Moving a brooding hen?

LittleDinosaur

Chirping
May 20, 2017
60
38
86
Adirondacks of NY
Is it possible to successfully move a brooding turkey hen to a safer location much like one would a brooding chicken hen? I've never owned turkeys before, but rescued a hen that got ditched alongside the road winter last. I got her a Tom about a month back and they have mated aplenty. About a week back I found a single turkey egg in my chicken coop, but none since. Today I found my turkey hen hiding among the branches of a fallen pine tree and she hasn't left that spot since breakfast, so I'm assuming she's brooding. It's not a bad spot, but my dog was the one who alerted me to her being there, so if my dog can find her so can a coyote. I've a secured pen I could move her to, but as I've no prior experience with turkeys I'm not sure if I'd just end up breaking her brood or getting myself beat up lol
 
Is it possible to successfully move a brooding turkey hen to a safer location much like one would a brooding chicken hen? I've never owned turkeys before, but rescued a hen that got ditched alongside the road winter last. I got her a Tom about a month back and they have mated aplenty. About a week back I found a single turkey egg in my chicken coop, but none since. Today I found my turkey hen hiding among the branches of a fallen pine tree and she hasn't left that spot since breakfast, so I'm assuming she's brooding. It's not a bad spot, but my dog was the one who alerted me to her being there, so if my dog can find her so can a coyote. I've a secured pen I could move her to, but as I've no prior experience with turkeys I'm not sure if I'd just end up breaking her brood or getting myself beat up lol
You can try moving her and the eggs. My recommendation is to have a pen ready where you can put both her and the eggs. I would move the eggs first, then lock her in the pen with the eggs in their new nest. If she is broody enough, she will sit on the eggs. If not, she will keep trying to go back to the old nest.

Good luck.
 
You can move her. Would be best after dark. Catch her and gather eggs move to secured pen. Put them in the nest housing and put her on top of them. She should take to them fine.
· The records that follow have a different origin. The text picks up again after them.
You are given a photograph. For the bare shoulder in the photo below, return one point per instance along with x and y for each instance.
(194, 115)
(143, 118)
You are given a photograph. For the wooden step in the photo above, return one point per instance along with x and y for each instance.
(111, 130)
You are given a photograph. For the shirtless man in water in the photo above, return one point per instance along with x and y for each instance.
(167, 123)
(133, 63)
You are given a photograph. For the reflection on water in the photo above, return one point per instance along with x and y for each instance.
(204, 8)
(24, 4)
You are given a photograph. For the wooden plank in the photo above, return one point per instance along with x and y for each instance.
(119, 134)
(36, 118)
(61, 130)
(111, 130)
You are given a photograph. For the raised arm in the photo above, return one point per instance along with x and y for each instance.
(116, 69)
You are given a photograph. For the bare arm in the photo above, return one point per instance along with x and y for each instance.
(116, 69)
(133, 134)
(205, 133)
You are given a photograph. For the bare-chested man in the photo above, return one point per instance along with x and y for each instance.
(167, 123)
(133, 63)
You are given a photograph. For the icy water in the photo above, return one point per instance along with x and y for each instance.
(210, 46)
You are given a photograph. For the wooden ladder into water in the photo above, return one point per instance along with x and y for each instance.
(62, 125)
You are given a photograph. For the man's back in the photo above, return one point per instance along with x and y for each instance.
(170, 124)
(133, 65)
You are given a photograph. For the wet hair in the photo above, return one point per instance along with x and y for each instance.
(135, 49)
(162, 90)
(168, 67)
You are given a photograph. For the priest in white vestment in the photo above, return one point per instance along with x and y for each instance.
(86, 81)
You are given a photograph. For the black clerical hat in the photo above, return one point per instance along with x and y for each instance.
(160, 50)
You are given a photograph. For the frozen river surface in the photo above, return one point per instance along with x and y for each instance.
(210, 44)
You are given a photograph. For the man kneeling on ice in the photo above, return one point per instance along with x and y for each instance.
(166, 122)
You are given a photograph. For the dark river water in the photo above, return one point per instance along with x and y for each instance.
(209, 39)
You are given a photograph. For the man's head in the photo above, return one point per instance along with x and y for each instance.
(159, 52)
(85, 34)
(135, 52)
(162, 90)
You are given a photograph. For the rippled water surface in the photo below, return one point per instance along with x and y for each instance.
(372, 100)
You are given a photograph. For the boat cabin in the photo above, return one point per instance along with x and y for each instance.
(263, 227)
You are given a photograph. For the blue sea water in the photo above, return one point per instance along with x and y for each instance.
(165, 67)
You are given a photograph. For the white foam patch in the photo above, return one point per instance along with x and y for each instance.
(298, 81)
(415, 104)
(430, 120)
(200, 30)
When my hens get determined they will try to hatch rocks.
 
I moved her last night into a secure pen with a nice nest set up. She wouldn't take to her eggs then, and this morning she was pacing around and crying a lot. Did I completely break her brood or might she still take to them? If she doesn't take by the end of today I think I'm gonna incubate them myself.
 
If it were me, I'd choose my hen's safety over the desire to hatch eggs if she was in a dangerous location. I'd try to move her and hope for the best. Maybe try at night. In my experience with chickens, when I moved my chicken to a new private coop she rejected the nest. When I moved her to an isolated area within her usual coop with the other birds, she accepted the nest. I know zilch about turkeys though!
 
If it were me, I'd choose my hen's safety over the desire to hatch eggs if she was in a dangerous location. I'd try to move her and hope for the best. Maybe try at night. In my experience with chickens, when I moved my chicken to a new private coop she rejected the nest. When I moved her to an isolated area within her usual coop with the other birds, she accepted the nest. I know zilch about turkeys though!
Yeah, that's why I decided to risk moving her. Only reason I didn't move her to her chicken coop is my dogs can get in the coops during the day, so if any hen has eggs on the ground they get eaten right up! I'm hoping she'll settle down today, if not, I suppose I'll be on broody watch if she tries to set in the woods again.